چكيده به لاتين
A complex event processing system is an event based system. In these systems rules define patterns of events, and event processing engine extracts the patterns by processing the rules. A machine with an assigned event processing engine to is called a node. One of current challenges on complex event processing systems, is inaccuracy in event processing engine’s results whilst high input rates. This challenge emerges due to processing capacity constraint of the node which complex event processing engine is running on. At high event input rates the engine is unable to process all the input events. Thus the engine will ignore some of the input or will prepare output with long periods of delays. Either of these cases will result in a processing fault, because complex event processing requires real time processing of all events. To resolve this challenge, active standby method is introduced which in the same time is the best solution. Researches have shown this method’s effectiveness in preventing faults up to a certain event input rate threshold. This threshold is defined according to assigned processing capacity to the engine and it is variable. In this thesis there will be presented a different mechanism with a similar architecture for increasing the threshold. Difference between this method and the active standby, lies in management of high cost rules in the system. In this mechanism event input rates to system are distributed, then monitored; and according to the input rate, processing cost of each rule is defined. If processing costs sum of existing rules in a node exceeds processing capacity of the node, active rules on this node have to be managed. In order to evaluate, costs of rules are measured by Esper criterion. According to costs of rules and processing capacities of nodes, rules are distributed with one iteration.
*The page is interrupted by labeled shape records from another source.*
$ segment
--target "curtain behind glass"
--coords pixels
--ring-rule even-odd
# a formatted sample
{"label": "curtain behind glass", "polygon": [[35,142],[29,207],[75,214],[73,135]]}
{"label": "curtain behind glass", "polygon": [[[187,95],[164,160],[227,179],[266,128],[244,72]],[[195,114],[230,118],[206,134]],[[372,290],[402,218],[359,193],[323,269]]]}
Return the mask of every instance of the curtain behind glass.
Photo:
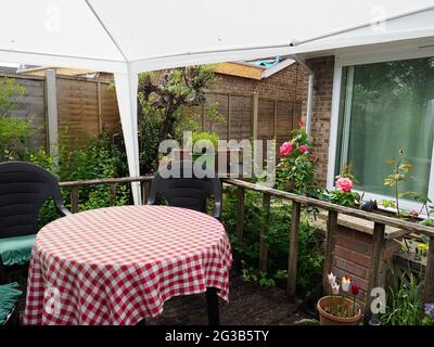
{"label": "curtain behind glass", "polygon": [[[344,76],[348,72],[349,68],[344,68]],[[346,83],[341,98],[347,98],[348,88]],[[434,127],[434,59],[357,65],[349,94],[349,103],[341,99],[337,163],[352,164],[358,180],[356,188],[393,196],[393,190],[383,184],[393,169],[385,162],[397,158],[403,149],[413,169],[400,190],[427,194]],[[350,110],[343,110],[344,105],[350,105]],[[349,112],[350,119],[347,129],[343,126],[345,112]],[[342,151],[345,131],[348,131],[346,155]]]}

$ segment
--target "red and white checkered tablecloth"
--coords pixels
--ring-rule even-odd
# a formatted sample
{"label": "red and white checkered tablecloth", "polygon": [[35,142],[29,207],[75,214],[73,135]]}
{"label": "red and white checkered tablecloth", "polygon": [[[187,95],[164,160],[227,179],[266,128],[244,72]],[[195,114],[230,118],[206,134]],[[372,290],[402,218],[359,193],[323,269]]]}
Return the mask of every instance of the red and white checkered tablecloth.
{"label": "red and white checkered tablecloth", "polygon": [[36,237],[25,324],[136,324],[176,295],[219,288],[231,249],[215,218],[167,206],[122,206],[60,218]]}

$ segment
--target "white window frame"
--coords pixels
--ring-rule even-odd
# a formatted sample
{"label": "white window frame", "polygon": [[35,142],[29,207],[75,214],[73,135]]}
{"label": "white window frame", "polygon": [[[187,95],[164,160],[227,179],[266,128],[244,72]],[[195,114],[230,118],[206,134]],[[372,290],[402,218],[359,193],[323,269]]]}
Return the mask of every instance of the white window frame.
{"label": "white window frame", "polygon": [[[333,75],[333,94],[332,94],[332,111],[330,119],[330,145],[329,145],[329,160],[328,160],[328,172],[327,172],[327,188],[328,190],[334,190],[335,181],[335,164],[336,164],[336,150],[337,150],[337,137],[339,137],[339,116],[340,116],[340,101],[341,101],[341,85],[342,85],[342,69],[344,66],[354,66],[370,63],[392,62],[418,57],[434,56],[434,48],[425,47],[419,48],[414,43],[410,43],[405,47],[394,49],[374,49],[368,52],[352,52],[344,54],[336,54],[334,60],[334,75]],[[345,91],[344,91],[345,92]],[[383,200],[394,200],[392,196],[385,196],[369,192],[357,191],[363,195],[363,201],[376,200],[379,203]],[[434,202],[434,143],[433,152],[431,157],[431,170],[429,180],[427,196]],[[419,211],[422,204],[409,201],[399,200],[399,206],[408,210]],[[381,207],[381,206],[379,206]],[[392,208],[388,208],[392,209]],[[392,209],[393,210],[393,209]],[[424,211],[422,213],[423,216]]]}

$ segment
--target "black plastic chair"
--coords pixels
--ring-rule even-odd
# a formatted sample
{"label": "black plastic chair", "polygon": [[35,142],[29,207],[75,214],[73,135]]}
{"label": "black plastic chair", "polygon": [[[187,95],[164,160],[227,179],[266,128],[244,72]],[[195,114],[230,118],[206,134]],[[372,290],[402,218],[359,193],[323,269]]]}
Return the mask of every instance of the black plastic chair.
{"label": "black plastic chair", "polygon": [[[23,162],[0,164],[0,284],[5,281],[7,266],[26,262],[31,235],[38,232],[39,208],[49,197],[53,198],[60,215],[71,215],[63,206],[59,181],[50,171]],[[14,245],[22,248],[14,249]],[[15,250],[22,257],[18,264],[14,259],[2,259]]]}
{"label": "black plastic chair", "polygon": [[[169,206],[184,207],[206,213],[206,203],[214,197],[213,216],[221,217],[221,182],[215,172],[204,169],[204,177],[197,177],[192,162],[175,162],[162,168],[151,183],[148,205],[155,205],[159,195]],[[170,172],[173,175],[168,177]]]}

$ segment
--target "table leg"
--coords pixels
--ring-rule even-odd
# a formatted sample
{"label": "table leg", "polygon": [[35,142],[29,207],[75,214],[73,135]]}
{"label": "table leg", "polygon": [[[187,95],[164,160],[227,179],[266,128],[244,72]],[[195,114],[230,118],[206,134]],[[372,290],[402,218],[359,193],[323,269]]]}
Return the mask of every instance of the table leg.
{"label": "table leg", "polygon": [[146,319],[143,318],[139,323],[137,323],[136,325],[146,325]]}
{"label": "table leg", "polygon": [[220,325],[217,288],[215,287],[206,288],[206,304],[208,307],[208,324]]}

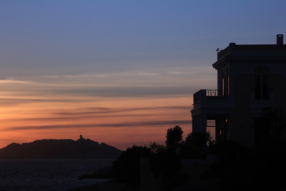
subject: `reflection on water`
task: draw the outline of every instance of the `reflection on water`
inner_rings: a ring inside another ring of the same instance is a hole
[[[103,179],[77,176],[111,165],[114,159],[0,160],[1,190],[67,190]]]

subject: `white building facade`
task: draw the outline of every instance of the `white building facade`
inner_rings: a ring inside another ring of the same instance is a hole
[[[217,53],[217,89],[194,94],[193,132],[205,132],[215,121],[216,143],[232,140],[247,146],[263,141],[266,134],[259,117],[267,107],[286,107],[286,44],[231,43]]]

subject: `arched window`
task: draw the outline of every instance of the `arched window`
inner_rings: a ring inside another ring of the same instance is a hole
[[[222,71],[221,73],[222,78],[222,79],[223,86],[223,95],[225,96],[228,95],[229,93],[229,68],[227,68],[227,74],[224,76]]]
[[[269,98],[268,91],[268,74],[269,70],[264,66],[255,69],[255,97],[256,99]]]

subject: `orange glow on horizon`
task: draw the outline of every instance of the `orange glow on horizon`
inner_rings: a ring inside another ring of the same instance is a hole
[[[148,145],[150,141],[164,144],[167,130],[176,125],[185,135],[191,131],[189,97],[81,100],[2,107],[0,148],[40,139],[76,140],[82,134],[125,150],[133,144]]]

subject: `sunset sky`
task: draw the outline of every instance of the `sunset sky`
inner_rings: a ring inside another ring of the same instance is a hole
[[[0,1],[0,148],[84,138],[125,150],[192,131],[229,43],[275,44],[284,1]],[[285,40],[284,40],[284,42]],[[284,43],[285,44],[285,43]]]

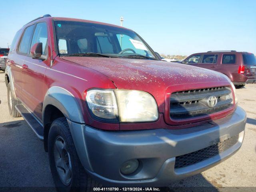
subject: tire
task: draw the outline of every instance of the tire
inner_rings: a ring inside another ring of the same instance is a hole
[[[236,89],[241,89],[244,87],[244,86],[245,86],[245,84],[243,84],[242,85],[235,85],[235,87]]]
[[[52,175],[58,191],[92,191],[92,188],[101,186],[88,176],[81,164],[65,117],[54,120],[51,125],[48,153]],[[66,173],[68,176],[66,178],[70,179],[65,179],[64,175]]]
[[[18,100],[13,98],[11,91],[10,83],[7,85],[7,100],[8,100],[8,108],[9,113],[13,117],[21,117],[21,114],[17,110],[15,106],[21,103]]]

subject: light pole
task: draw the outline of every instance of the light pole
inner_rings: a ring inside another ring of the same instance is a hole
[[[122,16],[120,17],[120,25],[121,27],[123,26],[123,22],[124,22],[124,17]],[[120,34],[120,46],[122,50],[122,38],[123,37],[123,35]]]

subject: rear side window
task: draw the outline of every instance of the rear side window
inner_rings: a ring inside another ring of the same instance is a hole
[[[234,64],[236,63],[235,54],[224,54],[222,57],[222,64]]]
[[[40,23],[36,25],[32,39],[31,46],[37,43],[42,43],[43,54],[44,54],[47,43],[47,26],[45,23]]]
[[[204,55],[202,63],[216,63],[218,55],[207,54]]]
[[[243,60],[245,65],[256,65],[256,58],[253,54],[243,54]]]
[[[11,45],[11,47],[10,48],[10,52],[12,52],[15,50],[16,48],[15,47],[15,45],[16,45],[16,42],[18,40],[18,37],[20,36],[20,33],[21,32],[21,30],[20,30],[17,33],[16,33],[16,34],[14,36],[14,38],[12,40],[12,44]]]
[[[198,63],[201,55],[195,55],[190,57],[186,60],[185,63]]]
[[[4,56],[8,56],[9,50],[8,48],[0,48],[0,55],[3,55]]]
[[[20,42],[19,52],[22,53],[28,53],[28,49],[30,48],[30,41],[33,34],[34,25],[32,25],[26,29],[22,38]]]

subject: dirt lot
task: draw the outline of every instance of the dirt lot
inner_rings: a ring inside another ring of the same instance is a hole
[[[53,186],[42,142],[22,117],[12,118],[9,114],[4,74],[1,73],[0,188]],[[202,174],[172,184],[168,190],[172,191],[179,186],[199,186],[212,187],[211,190],[217,191],[227,189],[223,187],[234,186],[231,191],[256,191],[256,84],[247,85],[236,92],[239,105],[246,111],[248,118],[240,150]]]

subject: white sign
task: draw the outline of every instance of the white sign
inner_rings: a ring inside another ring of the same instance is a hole
[[[134,39],[129,39],[130,40],[134,46],[135,48],[138,49],[142,49],[142,50],[145,50],[147,51],[148,49],[146,47],[145,45],[143,44],[141,41],[137,41],[137,40],[134,40]]]

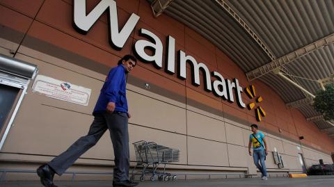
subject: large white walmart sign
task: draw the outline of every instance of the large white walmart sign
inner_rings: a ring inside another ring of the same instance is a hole
[[[118,28],[116,2],[113,0],[102,0],[94,9],[86,14],[86,1],[74,0],[74,26],[76,30],[82,34],[86,34],[94,23],[101,15],[106,10],[109,15],[109,43],[117,50],[121,50],[125,42],[129,38],[136,24],[139,20],[139,17],[132,13],[125,25],[120,30]],[[141,29],[141,35],[145,37],[148,40],[139,40],[134,46],[135,55],[141,60],[145,63],[152,63],[157,69],[162,67],[162,51],[164,47],[160,39],[150,31]],[[166,39],[166,59],[165,71],[170,74],[175,73],[175,39],[168,35]],[[149,56],[145,52],[145,49],[150,49],[153,51],[152,56]],[[196,60],[191,56],[187,56],[182,50],[177,52],[177,77],[182,80],[186,79],[186,63],[190,63],[192,71],[192,84],[198,86],[200,83],[200,68],[204,71],[205,89],[208,92],[214,92],[217,97],[221,97],[224,100],[234,102],[233,89],[237,96],[238,105],[241,108],[246,108],[245,104],[241,99],[242,88],[239,85],[239,81],[234,79],[232,81],[224,79],[223,76],[217,72],[212,72],[210,74],[207,67],[202,63],[198,63]],[[214,76],[216,80],[211,81],[211,76]]]

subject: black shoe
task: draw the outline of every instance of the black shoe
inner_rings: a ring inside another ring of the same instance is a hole
[[[136,186],[138,184],[138,182],[130,181],[129,180],[126,180],[124,181],[119,181],[119,182],[113,181],[113,187],[132,187],[132,186]]]
[[[45,187],[57,187],[54,184],[54,172],[47,164],[44,164],[36,170],[40,178],[40,183]]]

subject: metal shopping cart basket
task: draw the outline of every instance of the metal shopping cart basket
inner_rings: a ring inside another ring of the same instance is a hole
[[[180,151],[157,145],[154,142],[144,140],[134,143],[137,164],[132,170],[131,179],[134,179],[136,174],[140,174],[141,181],[144,181],[145,175],[151,175],[152,181],[156,180],[157,177],[159,181],[174,181],[177,177],[175,174],[166,172],[166,164],[179,161]],[[164,164],[164,172],[158,172],[159,165]],[[135,172],[136,168],[143,168],[141,172]]]

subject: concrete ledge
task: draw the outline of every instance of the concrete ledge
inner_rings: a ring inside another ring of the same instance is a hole
[[[305,173],[299,173],[299,174],[289,174],[289,178],[300,178],[300,177],[306,177],[308,175]]]

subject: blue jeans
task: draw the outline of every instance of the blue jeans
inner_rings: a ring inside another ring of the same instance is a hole
[[[266,153],[264,152],[264,149],[253,151],[253,158],[254,159],[254,163],[255,164],[256,167],[259,168],[260,171],[261,171],[262,177],[267,177],[267,168],[266,163],[264,163],[265,157]]]

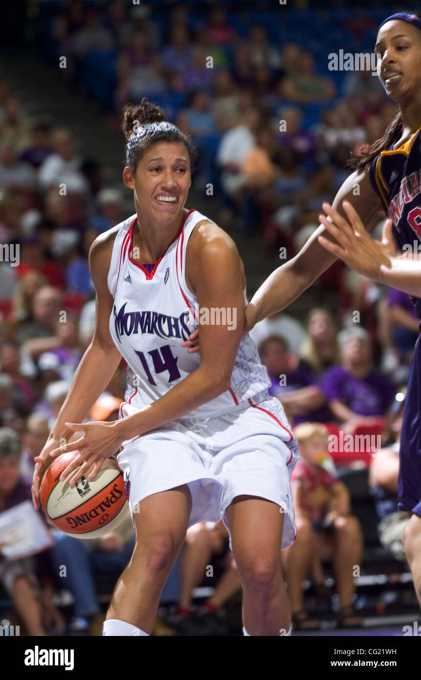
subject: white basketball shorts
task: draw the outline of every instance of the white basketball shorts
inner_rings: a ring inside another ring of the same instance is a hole
[[[120,414],[127,418],[138,411],[125,403]],[[117,462],[132,521],[137,505],[146,496],[188,484],[188,526],[222,520],[229,532],[229,505],[237,496],[257,496],[280,506],[284,549],[296,535],[290,478],[299,457],[280,402],[273,398],[259,402],[256,397],[224,415],[185,417],[127,440]]]

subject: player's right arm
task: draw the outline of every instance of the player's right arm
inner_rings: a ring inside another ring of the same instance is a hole
[[[348,201],[355,208],[369,231],[385,217],[383,204],[371,186],[367,170],[352,173],[342,184],[332,204],[348,220],[342,207],[343,201]],[[260,286],[246,311],[248,332],[258,321],[288,307],[335,262],[336,256],[319,243],[318,237],[320,235],[336,242],[320,224],[299,253],[275,269]]]
[[[108,290],[107,277],[115,233],[113,229],[101,234],[90,247],[89,269],[96,291],[95,331],[76,369],[47,442],[39,456],[35,458],[32,498],[35,508],[39,507],[39,486],[48,466],[50,453],[61,444],[70,441],[73,436],[78,436],[68,430],[65,423],[82,422],[107,388],[121,360],[121,354],[114,343],[109,329],[114,299]],[[51,458],[51,462],[53,460]]]

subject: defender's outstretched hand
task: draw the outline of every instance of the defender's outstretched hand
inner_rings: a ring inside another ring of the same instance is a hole
[[[320,245],[340,258],[348,267],[363,276],[381,281],[381,267],[384,266],[389,269],[391,258],[399,255],[392,233],[392,220],[386,222],[382,240],[375,241],[369,235],[351,204],[344,201],[342,205],[348,216],[348,221],[329,203],[323,203],[326,215],[320,215],[319,220],[337,243],[333,243],[324,236],[319,236]],[[329,220],[326,216],[331,219]]]

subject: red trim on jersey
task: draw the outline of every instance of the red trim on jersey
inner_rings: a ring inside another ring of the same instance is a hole
[[[231,396],[233,397],[233,399],[235,402],[235,405],[238,406],[238,399],[235,396],[235,394],[234,391],[233,390],[231,390],[231,387],[229,388],[229,391],[231,392]]]
[[[279,420],[276,418],[275,415],[273,415],[273,414],[271,413],[270,412],[270,411],[267,411],[267,409],[263,409],[261,406],[258,406],[257,404],[254,404],[251,399],[248,400],[248,403],[250,405],[250,406],[253,407],[254,409],[258,409],[259,411],[263,411],[264,413],[267,413],[267,415],[270,415],[271,418],[273,418],[273,420],[276,420],[276,422],[277,423],[277,424],[280,425],[281,427],[282,428],[282,429],[285,430],[285,432],[287,432],[288,433],[288,435],[290,435],[290,441],[292,441],[292,439],[294,439],[294,436],[292,435],[292,432],[290,432],[289,430],[287,430],[287,428],[285,427],[285,426],[282,425],[282,423],[281,422],[281,421]],[[290,458],[288,462],[287,463],[287,465],[289,465],[289,464],[290,463],[292,458],[292,454],[291,453],[291,458]]]
[[[174,238],[173,239],[173,240],[171,241],[171,242],[168,244],[168,248],[165,250],[165,252],[164,253],[164,254],[161,255],[161,256],[160,257],[159,260],[156,260],[156,262],[155,262],[155,264],[154,265],[154,268],[153,268],[152,271],[150,271],[150,272],[149,272],[148,271],[148,269],[146,269],[146,267],[144,267],[143,265],[139,265],[139,263],[138,262],[137,262],[135,260],[133,260],[133,258],[132,258],[132,256],[131,256],[131,252],[132,252],[132,251],[133,251],[133,224],[135,224],[135,221],[137,220],[137,218],[135,218],[135,219],[133,220],[133,222],[130,225],[130,229],[129,230],[129,233],[130,235],[130,245],[129,245],[129,259],[130,260],[130,261],[132,263],[132,265],[134,265],[135,267],[137,267],[139,269],[141,269],[141,271],[145,274],[146,278],[148,281],[150,280],[150,279],[152,279],[154,277],[154,274],[156,271],[156,267],[159,265],[161,260],[167,254],[168,250],[169,250],[170,246],[172,245],[172,244],[174,243],[175,241],[177,241],[177,239],[179,238],[180,234],[182,233],[183,229],[184,228],[184,224],[186,224],[186,220],[187,218],[192,212],[195,212],[195,208],[192,208],[191,210],[189,210],[188,212],[186,213],[186,215],[184,215],[184,217],[183,218],[183,221],[182,222],[182,223],[180,224],[180,229],[178,230],[178,231],[175,234],[175,235]]]
[[[136,218],[135,218],[135,219],[136,219]],[[132,226],[133,226],[134,222],[135,222],[135,220],[133,220],[133,222],[132,222]],[[120,277],[120,270],[121,269],[121,263],[122,263],[122,261],[124,261],[124,258],[126,257],[127,246],[127,243],[129,243],[129,240],[128,240],[129,235],[129,231],[128,231],[127,233],[126,234],[126,235],[124,236],[124,237],[123,239],[123,242],[121,244],[121,248],[120,249],[120,262],[119,262],[119,265],[118,265],[118,273],[117,274],[117,279],[116,279],[116,286],[114,288],[114,294],[115,294],[115,293],[116,293],[116,292],[117,290],[117,286],[118,286],[118,279]],[[123,252],[123,251],[124,251],[124,252]]]
[[[134,392],[131,395],[129,401],[123,401],[122,404],[120,405],[120,413],[121,414],[122,418],[124,418],[124,414],[123,413],[123,406],[126,406],[127,404],[131,404],[131,400],[133,399],[133,396],[135,396],[137,394],[137,388],[136,388],[136,389],[135,390]]]
[[[183,289],[182,288],[181,284],[180,283],[180,279],[178,278],[178,249],[177,249],[175,250],[175,274],[177,275],[177,283],[178,284],[178,287],[180,288],[180,292],[182,294],[182,295],[183,296],[184,302],[187,305],[187,307],[189,307],[190,309],[192,310],[192,311],[194,313],[195,310],[193,309],[192,305],[190,305],[190,303],[189,303],[188,300],[187,299],[187,298],[184,295],[184,293],[183,292]]]

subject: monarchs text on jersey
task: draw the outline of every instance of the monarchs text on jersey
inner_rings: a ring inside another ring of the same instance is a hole
[[[200,352],[188,353],[181,347],[198,320],[197,301],[186,283],[186,250],[196,225],[212,220],[190,210],[166,252],[149,271],[131,255],[136,219],[132,216],[120,225],[107,281],[114,299],[110,330],[132,373],[126,399],[141,408],[165,394],[200,364]],[[247,305],[246,290],[244,301]],[[267,398],[270,384],[247,335],[237,352],[229,389],[188,416],[212,418],[243,406],[252,398]]]

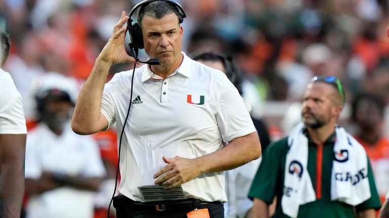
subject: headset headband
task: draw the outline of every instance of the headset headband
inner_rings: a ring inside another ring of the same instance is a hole
[[[185,14],[185,12],[184,11],[184,10],[182,9],[182,7],[181,7],[180,4],[179,4],[178,3],[175,2],[173,2],[170,0],[145,0],[143,2],[141,2],[138,3],[135,6],[134,6],[133,8],[132,8],[132,9],[131,9],[131,12],[130,12],[130,15],[129,16],[129,17],[131,20],[131,22],[132,22],[132,19],[131,19],[131,16],[132,16],[132,15],[134,14],[134,13],[135,12],[135,11],[136,11],[136,10],[138,8],[140,8],[141,6],[142,6],[143,5],[148,4],[152,2],[157,2],[158,1],[162,1],[162,2],[166,2],[167,3],[171,4],[172,5],[176,7],[178,9],[179,12],[180,13],[180,14],[181,15],[183,19],[186,17],[186,15]],[[182,21],[181,20],[180,22],[182,22]]]

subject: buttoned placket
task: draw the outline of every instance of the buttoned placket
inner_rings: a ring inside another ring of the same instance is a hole
[[[167,77],[162,81],[161,89],[161,103],[168,102],[168,91],[169,90],[169,80],[170,77]]]

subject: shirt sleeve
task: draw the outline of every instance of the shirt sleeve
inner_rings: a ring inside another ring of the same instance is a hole
[[[285,162],[281,159],[286,154],[284,148],[286,143],[285,138],[271,144],[265,151],[249,191],[249,198],[258,198],[268,204],[273,202],[277,184],[283,183],[279,172],[284,168],[281,164]]]
[[[367,176],[369,178],[369,184],[370,186],[370,193],[371,197],[364,202],[356,206],[356,210],[357,212],[363,211],[368,209],[375,209],[376,210],[381,208],[381,201],[379,195],[375,186],[375,181],[373,175],[373,170],[371,168],[370,160],[367,158]]]
[[[108,128],[116,120],[114,94],[118,89],[119,74],[115,74],[112,79],[105,84],[101,99],[101,113],[108,120]]]
[[[225,74],[224,77],[216,119],[223,141],[229,142],[256,129],[242,97]]]
[[[26,120],[20,94],[11,75],[5,71],[0,77],[0,134],[25,134]]]
[[[30,132],[27,136],[24,175],[26,178],[36,179],[41,177],[43,168],[39,148],[36,146],[37,138],[35,136]]]

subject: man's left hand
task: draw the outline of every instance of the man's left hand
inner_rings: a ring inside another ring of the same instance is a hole
[[[171,189],[192,180],[201,173],[200,166],[196,159],[179,156],[172,158],[163,156],[162,159],[167,165],[154,175],[153,178],[157,179],[154,182],[155,185]]]

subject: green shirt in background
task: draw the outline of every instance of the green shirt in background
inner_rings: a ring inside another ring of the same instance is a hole
[[[350,218],[356,217],[355,211],[367,209],[379,209],[381,202],[377,191],[374,179],[368,158],[368,177],[370,185],[371,197],[364,202],[354,207],[339,201],[331,201],[331,175],[332,161],[334,158],[334,133],[323,146],[323,162],[321,177],[321,198],[300,206],[298,218]],[[317,145],[308,139],[307,170],[312,185],[316,192]],[[284,187],[286,153],[288,151],[287,138],[269,145],[263,153],[262,160],[257,174],[253,181],[248,196],[258,198],[268,204],[277,196],[276,212],[273,217],[289,217],[282,212],[281,197]]]

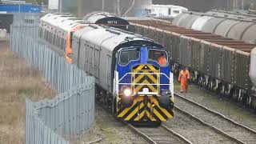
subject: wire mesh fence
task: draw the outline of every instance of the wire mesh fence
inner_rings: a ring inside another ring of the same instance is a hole
[[[30,15],[34,21],[26,23],[26,14],[18,14],[11,26],[12,50],[38,69],[58,93],[52,100],[26,99],[26,142],[69,143],[64,137],[82,134],[94,120],[94,78],[38,42],[38,15]]]

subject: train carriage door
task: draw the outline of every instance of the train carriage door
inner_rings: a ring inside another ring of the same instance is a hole
[[[90,67],[89,67],[89,74],[92,76],[94,76],[94,47],[95,47],[95,45],[91,45],[90,46],[90,59],[89,59],[89,62],[90,62]]]
[[[111,91],[111,61],[112,56],[110,51],[107,52],[107,59],[106,59],[106,83],[107,83],[107,90],[108,91]]]
[[[97,82],[99,82],[99,74],[98,74],[98,66],[99,66],[99,53],[100,53],[100,46],[96,46],[94,47],[94,77],[96,79]]]

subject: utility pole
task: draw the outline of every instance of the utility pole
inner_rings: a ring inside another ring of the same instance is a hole
[[[21,13],[21,0],[18,0],[18,12]]]
[[[104,0],[102,0],[102,11],[104,11],[104,7],[105,7],[105,3],[104,3]]]
[[[120,0],[118,0],[118,15],[121,16],[121,12],[120,12]]]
In the conducted test, events input rate to system is gradually increased and fault occurrence point in the suggested mechanism and active standby method are measured. According to the results, in the suggested mechanism fault occurs in rate of 77000 and in active standby method in rate of 53500 events per second, which shows 45 percent improvement in the suggested mechanism. But average complex event recognition latency in the suggested mechanism is 745 and in active standby method is 615 milliseconds, the reason for this increase lies in time needed for input rate calculation and applying management algorithm.
Keywords: Complex Event Processing, Distributed Systems, Fault Prevention, High Availability.